After nearly a year, the Library Statistics System -- an inventive name that I thought up all by myself -- has finally reached "1.0" status. This means that the first major iteration of the system is complete, with all planned features having been implemented and all known bugs fixed. The system has been ingesting statistics since last summer, and as of this writing, exactly 4,113 data points have been entered into it.
This blog post is intended to provide some background on the system: where it came from, what motivated it, and how it works.
Before the system
Before the system, library statistics were collected manually and saved in a fiscal-yearly Excel spreadsheet. In general, each spreadsheet collected more detail than the last. Statistics were stored in a way that was not really amenable to automated analysis. With new requirements for more fine-grained data that had never been collected before, there was a need for an alternative to the "old" workflow.
Work on the system started last May and entailed a from-scratch attempt at designing a new way to store library statistics -- specifically our statistics, which are a unique creature. The design of the system carries with it certain tradeoffs, as all designs do. Overall, it was informed by these primary goals:
- Be able to store all current and past statistics without a lot of kludging.
- Be easy to use for data entry.
- Be able to generate useful chart-based reports.
- Be able to generate useful table-based reports.
- Be able to provide basic audit trails.
- Support data integrity.
- Be able to provide contextual information.
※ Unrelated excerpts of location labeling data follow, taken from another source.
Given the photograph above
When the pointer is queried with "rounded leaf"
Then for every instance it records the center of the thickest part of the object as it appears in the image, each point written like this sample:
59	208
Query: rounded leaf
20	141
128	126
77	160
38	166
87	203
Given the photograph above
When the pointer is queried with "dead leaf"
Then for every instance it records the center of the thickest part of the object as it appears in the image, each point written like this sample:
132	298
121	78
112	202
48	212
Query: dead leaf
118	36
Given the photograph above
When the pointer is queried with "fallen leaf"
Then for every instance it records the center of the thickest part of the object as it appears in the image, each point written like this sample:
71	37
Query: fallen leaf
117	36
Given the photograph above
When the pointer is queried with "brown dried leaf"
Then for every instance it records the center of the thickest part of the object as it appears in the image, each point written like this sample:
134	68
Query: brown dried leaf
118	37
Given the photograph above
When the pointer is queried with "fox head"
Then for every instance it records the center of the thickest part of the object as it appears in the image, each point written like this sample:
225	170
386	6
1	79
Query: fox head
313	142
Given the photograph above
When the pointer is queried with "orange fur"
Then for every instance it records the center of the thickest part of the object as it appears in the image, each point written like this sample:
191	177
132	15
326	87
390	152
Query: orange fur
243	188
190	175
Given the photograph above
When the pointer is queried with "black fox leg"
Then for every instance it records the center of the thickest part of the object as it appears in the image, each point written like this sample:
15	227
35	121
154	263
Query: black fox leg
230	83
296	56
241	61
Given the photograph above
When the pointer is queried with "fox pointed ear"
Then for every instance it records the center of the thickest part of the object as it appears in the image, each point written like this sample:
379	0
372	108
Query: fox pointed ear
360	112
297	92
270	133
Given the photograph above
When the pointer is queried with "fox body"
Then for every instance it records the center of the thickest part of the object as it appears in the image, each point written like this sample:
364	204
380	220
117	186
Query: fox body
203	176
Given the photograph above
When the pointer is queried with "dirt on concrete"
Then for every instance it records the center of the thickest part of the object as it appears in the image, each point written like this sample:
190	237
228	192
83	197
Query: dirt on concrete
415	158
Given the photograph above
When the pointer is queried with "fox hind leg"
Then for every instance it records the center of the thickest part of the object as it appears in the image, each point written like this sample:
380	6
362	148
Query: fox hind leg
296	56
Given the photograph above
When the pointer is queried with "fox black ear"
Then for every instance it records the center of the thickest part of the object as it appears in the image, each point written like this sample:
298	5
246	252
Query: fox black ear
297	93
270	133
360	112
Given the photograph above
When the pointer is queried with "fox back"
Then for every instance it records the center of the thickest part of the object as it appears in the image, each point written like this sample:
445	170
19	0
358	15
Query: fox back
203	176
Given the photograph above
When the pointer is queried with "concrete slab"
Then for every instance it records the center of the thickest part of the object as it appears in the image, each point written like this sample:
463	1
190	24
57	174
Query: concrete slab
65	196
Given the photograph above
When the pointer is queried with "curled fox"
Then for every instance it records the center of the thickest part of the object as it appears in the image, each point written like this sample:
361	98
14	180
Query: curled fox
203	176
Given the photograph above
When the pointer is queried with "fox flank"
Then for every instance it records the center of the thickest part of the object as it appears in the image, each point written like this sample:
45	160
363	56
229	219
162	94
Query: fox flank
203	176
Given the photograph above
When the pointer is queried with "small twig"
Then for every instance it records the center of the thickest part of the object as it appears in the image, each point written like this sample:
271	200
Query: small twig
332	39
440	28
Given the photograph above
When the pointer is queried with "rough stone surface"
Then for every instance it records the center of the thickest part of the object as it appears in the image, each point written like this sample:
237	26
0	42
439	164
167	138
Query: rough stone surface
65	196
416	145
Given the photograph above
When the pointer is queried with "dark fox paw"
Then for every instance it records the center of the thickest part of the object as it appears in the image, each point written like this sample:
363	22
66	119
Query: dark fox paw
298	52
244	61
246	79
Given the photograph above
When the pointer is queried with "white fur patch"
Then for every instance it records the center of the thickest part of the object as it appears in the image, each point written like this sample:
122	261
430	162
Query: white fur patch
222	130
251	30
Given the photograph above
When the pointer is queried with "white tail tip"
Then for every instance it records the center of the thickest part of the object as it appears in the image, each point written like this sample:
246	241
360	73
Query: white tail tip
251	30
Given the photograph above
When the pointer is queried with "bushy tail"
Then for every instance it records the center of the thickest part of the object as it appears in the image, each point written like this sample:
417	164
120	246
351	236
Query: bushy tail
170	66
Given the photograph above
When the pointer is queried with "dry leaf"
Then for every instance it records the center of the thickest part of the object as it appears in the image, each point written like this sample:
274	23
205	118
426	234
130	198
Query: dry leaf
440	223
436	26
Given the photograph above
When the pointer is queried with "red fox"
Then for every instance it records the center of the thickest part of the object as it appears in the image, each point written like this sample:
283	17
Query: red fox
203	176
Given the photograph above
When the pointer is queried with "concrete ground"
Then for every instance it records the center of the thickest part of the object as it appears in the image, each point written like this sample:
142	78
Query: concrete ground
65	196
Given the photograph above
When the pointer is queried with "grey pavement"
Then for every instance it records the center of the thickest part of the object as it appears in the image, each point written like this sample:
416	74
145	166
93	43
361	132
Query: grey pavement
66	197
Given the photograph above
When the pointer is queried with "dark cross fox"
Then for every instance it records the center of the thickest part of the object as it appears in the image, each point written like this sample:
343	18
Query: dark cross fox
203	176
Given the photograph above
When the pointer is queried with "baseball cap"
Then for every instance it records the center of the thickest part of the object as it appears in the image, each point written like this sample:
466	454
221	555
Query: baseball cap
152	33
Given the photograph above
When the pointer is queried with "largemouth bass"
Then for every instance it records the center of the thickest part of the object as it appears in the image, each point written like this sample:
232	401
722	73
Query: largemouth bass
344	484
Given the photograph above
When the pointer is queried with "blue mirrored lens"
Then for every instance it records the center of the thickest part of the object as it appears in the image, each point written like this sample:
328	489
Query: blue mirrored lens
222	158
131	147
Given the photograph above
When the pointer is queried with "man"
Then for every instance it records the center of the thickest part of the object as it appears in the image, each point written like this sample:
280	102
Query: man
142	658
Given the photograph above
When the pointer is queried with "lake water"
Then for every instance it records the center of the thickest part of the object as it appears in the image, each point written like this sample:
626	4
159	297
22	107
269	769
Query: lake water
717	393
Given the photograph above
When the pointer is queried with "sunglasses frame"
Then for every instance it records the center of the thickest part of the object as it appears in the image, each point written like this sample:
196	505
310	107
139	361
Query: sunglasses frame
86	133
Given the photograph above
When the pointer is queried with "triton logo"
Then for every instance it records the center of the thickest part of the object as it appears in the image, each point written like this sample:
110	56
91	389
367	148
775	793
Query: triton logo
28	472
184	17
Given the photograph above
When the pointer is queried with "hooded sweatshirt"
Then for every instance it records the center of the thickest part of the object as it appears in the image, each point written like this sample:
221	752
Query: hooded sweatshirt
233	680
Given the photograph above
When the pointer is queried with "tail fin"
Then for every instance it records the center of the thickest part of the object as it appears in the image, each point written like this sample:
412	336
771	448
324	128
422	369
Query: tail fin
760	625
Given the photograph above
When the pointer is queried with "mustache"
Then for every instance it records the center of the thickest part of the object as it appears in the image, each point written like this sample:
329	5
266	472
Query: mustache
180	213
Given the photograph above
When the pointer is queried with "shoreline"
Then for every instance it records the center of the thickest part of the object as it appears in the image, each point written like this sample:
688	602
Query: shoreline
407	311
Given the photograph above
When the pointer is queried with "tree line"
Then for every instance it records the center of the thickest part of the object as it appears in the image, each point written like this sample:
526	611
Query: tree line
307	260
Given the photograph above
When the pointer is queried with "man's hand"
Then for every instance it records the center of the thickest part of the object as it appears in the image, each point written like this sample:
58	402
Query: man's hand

- Be able to accommodate future schema changes without breaking any of the above.
Below, I will talk about each goal in more detail.
Be able to store all past statistics
The Uniform Statistics spreadsheets contain most of our historical statistical information. The problem is that they are actually not very uniform, because their schema -- the tables that appear and the particular rows and columns in the tables -- differs quite a lot from year to year. For the purposes of comparing across time, this is a problem, and is the reason why, for example, the Census Bureau still collects information about stuff like "non-farm payrolls" even though it doesn't make very much sense in a post-agrarian society; it's done to retain comparability with past stats.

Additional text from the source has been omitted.